I was in grade-school when I was brought to the hospital to be checked for complaints of abdominal pains. I was not admitted that time, but I saw how nurses worked around and I was completely amazed by the skills and caring attitude they showed to the patients. I guess that started it all.
I come from a clan of teachers. But I had one aunt who worked as a nurse in the US, and I can say, she was one of my influences. I did not see how she worked, but I saw the good life she had and the life she provided for the family back home. I came from a poor family myself and I thought, I would want a profession that would fulfill, not only my life goals, but would provide economic stability as well.
So when I was about to make a career choice after high school, I decided to choose a path that would allow me to be in a helping mode, and at the same time, earn enough to be able to uplift my family’s economic conditions. During that time, nursing was a popular choice, even for males because the job was in-demand in the US, and it was easier to get there with this profession as a passport. I thought, I could also bring my family to the US and start a good life in the Big Apple.
It was a rough road trying to finish the 4-year course. My parents found it difficult to pay for the school fees and on my first year alone, I almost transferred to another school, and to another course, with lesser tuition fees. But I was determined to finish Nursing, so I decided to work at the same time while studying. Being a working student was really tough, especially if your course was Nursing. I had to wake up very early for my hospital internships, go to work after that, and attend the afternoon-till-evening classes in school. I never had summer vacations, as I had to continue studying even during school breaks in order to graduate in time.

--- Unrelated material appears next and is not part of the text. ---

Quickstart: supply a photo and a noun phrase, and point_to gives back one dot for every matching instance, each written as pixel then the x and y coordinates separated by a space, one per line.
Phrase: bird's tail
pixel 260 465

And to graduate in time, I did. I passed the board exams the same year and got my RN license. I also took the exams needed to be able to get to the US (CGFNS, NCLEX, and IELTS), and passed them. Why I am still not in the US is another story. I’ll probably tell that in another post
It’s now 15 years since I graduated, and I have never regretted my choice many years ago. I fulfilled my goals. I am in a helping profession, and I was able to uplift my family’s economic status. I may not be in the US, but that was not really a major concern for me now. I had my ups and downs, bad days, and bad cases, but those times did not deter me from staying in this job.
Being a nurse allowed me to understand life better. I appreciate every single minute of my life, and the people around me. It is a great opportunity to be of help to those who are vulnerable, to those whose life is in danger, and to those who put their trust on my hands. Being at the bedside for so many years made me realize that each and every one of us are just alike. No matter how different we are – rich or poor, good-looking or not-so-good-looking, black or white, educated or illiterate – we can all get sick. We have the same human anatomies after all. And we need each other to survive.
I am writing this because I needed this self-awareness. Many times, it gets really stressful and tiring at work. There are so many challenges and the work gets demanding everyday. But sometimes, a little reminder of why we are here on the first place is enough encouragement and reassurance. I hope other nurses who feels that work is just becoming too much, are reminded of this privilege – of being used by God to heal and help patients.